The Future of Data Retention: Storage “within the European Union”
The European Court of Justice's judgment marks the culmination - but probably not the end - of a long-standing legal battle relating to a highly controversial piece of EU legislation.
Providers of public communications services and public
communications networks will remain subject to national data retention obligations as long as the relevant national laws are not invalidated at Member State level. It is likely that the European Commission will renew its efforts to establish a legal framework harmonizing the Member States' provisions concerning the retention of data for the purpose of the investigation, detection, and prosecution of serious crime taking into the account the detailed considerations of proportionality spelled out by the ECJ. It is to be expected that, in the future, new (and “improved”) data retention obligations under EU law will be established, requiring telecommunications companies to retain data, subject to strict security requirements, in data storage facilities "within the European Union". These data centers must be subject to "control", carried out on the basis of EU law, by "an independent authority."

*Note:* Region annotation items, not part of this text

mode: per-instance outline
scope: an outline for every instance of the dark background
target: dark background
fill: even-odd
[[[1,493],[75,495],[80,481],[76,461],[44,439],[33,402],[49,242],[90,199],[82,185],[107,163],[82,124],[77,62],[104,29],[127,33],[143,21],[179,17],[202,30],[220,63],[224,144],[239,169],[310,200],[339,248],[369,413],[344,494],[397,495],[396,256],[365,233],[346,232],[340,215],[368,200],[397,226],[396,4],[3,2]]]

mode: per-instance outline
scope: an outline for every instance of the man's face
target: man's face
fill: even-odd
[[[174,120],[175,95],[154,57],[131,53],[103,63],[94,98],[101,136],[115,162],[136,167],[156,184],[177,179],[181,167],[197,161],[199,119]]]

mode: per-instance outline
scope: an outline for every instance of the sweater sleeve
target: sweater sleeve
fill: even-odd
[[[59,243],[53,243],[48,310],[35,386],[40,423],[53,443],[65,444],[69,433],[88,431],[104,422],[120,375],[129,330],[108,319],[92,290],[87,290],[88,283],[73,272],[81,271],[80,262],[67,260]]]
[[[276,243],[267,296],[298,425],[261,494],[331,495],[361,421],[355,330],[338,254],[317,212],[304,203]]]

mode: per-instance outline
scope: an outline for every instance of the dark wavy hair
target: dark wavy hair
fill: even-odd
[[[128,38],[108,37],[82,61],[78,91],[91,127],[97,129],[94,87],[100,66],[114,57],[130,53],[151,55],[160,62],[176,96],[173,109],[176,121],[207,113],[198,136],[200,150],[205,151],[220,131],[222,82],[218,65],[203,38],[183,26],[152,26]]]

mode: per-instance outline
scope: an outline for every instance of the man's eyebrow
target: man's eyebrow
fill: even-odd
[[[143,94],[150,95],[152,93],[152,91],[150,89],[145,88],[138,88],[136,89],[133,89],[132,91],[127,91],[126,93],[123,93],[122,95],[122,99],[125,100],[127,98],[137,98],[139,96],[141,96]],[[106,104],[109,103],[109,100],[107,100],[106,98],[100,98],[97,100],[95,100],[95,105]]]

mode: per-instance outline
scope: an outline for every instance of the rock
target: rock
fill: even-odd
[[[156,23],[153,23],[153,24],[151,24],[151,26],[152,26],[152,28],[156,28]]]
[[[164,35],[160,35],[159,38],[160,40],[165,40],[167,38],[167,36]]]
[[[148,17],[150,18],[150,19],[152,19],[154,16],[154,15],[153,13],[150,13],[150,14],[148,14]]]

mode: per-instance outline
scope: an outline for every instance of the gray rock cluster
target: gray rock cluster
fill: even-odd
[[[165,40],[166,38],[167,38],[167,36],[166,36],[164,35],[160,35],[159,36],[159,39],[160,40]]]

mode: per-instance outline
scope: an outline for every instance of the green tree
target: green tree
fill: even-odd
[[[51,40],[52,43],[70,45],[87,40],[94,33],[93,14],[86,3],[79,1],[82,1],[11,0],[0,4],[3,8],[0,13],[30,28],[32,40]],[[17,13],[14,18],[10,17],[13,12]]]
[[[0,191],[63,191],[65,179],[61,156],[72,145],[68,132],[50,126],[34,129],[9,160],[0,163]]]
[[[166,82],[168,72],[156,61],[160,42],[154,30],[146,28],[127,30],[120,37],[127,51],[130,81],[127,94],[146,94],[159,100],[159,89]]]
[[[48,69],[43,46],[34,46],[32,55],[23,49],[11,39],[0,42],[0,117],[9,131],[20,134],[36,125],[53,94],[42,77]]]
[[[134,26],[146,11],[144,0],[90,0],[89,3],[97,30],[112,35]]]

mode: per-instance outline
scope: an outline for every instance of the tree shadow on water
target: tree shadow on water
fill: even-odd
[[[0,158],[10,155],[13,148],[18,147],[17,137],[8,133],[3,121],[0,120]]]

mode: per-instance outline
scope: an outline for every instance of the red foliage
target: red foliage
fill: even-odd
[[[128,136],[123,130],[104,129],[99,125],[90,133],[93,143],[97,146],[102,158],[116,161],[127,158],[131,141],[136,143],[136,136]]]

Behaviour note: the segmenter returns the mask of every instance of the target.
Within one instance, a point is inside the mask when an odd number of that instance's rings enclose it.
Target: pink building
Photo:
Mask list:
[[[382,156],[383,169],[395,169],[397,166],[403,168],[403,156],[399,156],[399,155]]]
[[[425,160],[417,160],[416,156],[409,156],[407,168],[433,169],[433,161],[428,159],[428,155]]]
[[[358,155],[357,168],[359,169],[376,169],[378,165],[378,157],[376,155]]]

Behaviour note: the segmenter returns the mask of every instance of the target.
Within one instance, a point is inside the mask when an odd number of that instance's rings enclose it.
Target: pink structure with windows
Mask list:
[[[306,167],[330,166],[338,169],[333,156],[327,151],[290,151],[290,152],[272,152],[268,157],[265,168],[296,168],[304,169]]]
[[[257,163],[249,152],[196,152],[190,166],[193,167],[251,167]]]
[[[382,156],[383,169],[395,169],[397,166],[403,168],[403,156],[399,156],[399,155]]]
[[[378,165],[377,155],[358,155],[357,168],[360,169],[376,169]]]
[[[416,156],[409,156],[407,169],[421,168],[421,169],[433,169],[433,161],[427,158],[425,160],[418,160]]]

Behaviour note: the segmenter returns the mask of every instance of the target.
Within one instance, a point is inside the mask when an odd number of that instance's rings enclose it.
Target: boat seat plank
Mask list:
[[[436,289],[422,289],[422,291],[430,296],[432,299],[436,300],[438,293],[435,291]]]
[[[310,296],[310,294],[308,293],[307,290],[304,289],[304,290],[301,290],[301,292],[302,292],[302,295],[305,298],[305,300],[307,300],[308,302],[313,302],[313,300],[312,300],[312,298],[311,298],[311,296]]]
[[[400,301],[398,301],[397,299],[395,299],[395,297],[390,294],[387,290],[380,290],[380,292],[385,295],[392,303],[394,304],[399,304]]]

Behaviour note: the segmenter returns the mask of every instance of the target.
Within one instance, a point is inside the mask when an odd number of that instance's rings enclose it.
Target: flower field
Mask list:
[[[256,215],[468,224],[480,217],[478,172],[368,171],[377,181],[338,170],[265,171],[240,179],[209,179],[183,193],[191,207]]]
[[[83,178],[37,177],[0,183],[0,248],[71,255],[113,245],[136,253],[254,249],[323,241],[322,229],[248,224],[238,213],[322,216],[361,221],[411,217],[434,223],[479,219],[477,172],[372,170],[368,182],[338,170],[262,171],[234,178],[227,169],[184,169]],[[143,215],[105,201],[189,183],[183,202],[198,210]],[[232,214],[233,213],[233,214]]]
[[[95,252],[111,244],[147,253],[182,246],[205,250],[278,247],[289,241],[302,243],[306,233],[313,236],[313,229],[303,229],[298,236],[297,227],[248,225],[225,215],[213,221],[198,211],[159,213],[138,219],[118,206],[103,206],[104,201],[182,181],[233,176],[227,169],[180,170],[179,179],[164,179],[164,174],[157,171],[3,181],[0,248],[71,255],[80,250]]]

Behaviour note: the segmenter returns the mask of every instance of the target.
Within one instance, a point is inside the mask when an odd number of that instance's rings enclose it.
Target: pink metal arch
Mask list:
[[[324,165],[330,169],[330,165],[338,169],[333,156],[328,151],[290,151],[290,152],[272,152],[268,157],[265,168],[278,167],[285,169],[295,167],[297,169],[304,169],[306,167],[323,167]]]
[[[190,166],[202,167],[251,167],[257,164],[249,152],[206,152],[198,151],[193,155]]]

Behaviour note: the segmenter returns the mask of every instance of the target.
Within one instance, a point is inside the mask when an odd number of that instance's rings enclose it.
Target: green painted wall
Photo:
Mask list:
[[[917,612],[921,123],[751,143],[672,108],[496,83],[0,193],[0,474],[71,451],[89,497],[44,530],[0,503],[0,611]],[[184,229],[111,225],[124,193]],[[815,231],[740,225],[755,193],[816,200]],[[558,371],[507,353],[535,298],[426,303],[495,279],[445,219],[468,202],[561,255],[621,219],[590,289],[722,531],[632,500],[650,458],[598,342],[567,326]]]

Whether the European Commission will opt for the harmonization of European data retention rules on the basis of another directive or for use the legal instrument of a “regulation”, is currently an open question. In view of the required lengthy time period for the transposition of a directive into national law and the likely result of a patchwork of national rules, it is not inconceivable that the European Commission will opt for a data retention Regulation, which would have direct legal effect in all EU Member States and not require time consuming transposition into national law.
1 Judgment of the Court (Grand Chamber) 8 April 2014, Digital Rights Ireland, Joined Cases C-293/12, C-594/12 http://eur-lex.europa.eu/legal-content/EN/TXT/?uri=CELEX:62012CJ0293&qid=1397489170026
2 Directive 2006/24/EC of the European Parliament and of the Council of 15 March 2006 on the retention of data generated or processed in connection with the provision of publicly available electronic communications services or of public communications networks and amending Directive 2002/58/EC, OJ 2006L105, p. 54.
3 ECJ, Case C-614/10, Commission v. Austria, EU: C 2012: 631, para. 37.